Abstract
New Zealand (NZ) is the world’s largest exporter of dairy products. NZ milk products are known for their ‘clean and green’ reputation with high nutritional properties. In fact, the quality of NZ milk is perceived to be one of the best milk in the world. Cow, goat, and sheep milk are produced in NZ. In fact, NZ goat milk (GM) and sheep milk (SM) are considered as high-value products. The price of goat and sheep milk is 2-3x the price of cow milk (CM) in NZ. These facts put these high-value dairy products at risks of fraudulent activities like milk adulteration or counterfeit. Milk can be adulterated with different adulterants including water, vegetable protein, whey, and milk from another species.
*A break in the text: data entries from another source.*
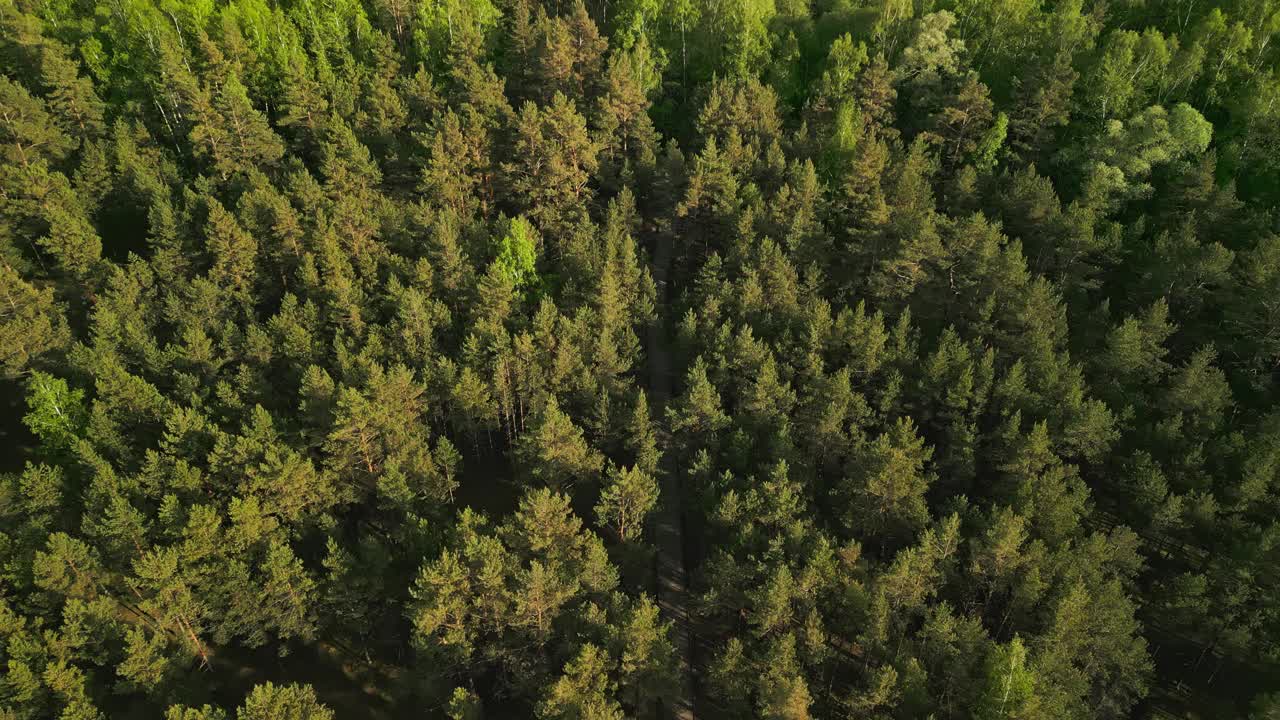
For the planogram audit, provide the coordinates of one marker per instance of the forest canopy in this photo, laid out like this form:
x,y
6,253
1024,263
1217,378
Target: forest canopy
x,y
602,359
In other cases, expensive milk (e.g., GM, SM) could be adulterated with cheap milk (CM) for the purpose of economic gain. This is also known as economically motivated adulteration (EMA). It is therefore important to develop quick, effective, and robust tools for the detection of adulteration. Such techniques must be robust and high throughput requires a small amount of sample, and highly reproducible. Of particular interest is the application of proton nuclear magnetic resonance (1H-NMR) fingerprinting technique, which meets most of the mentioned requirements.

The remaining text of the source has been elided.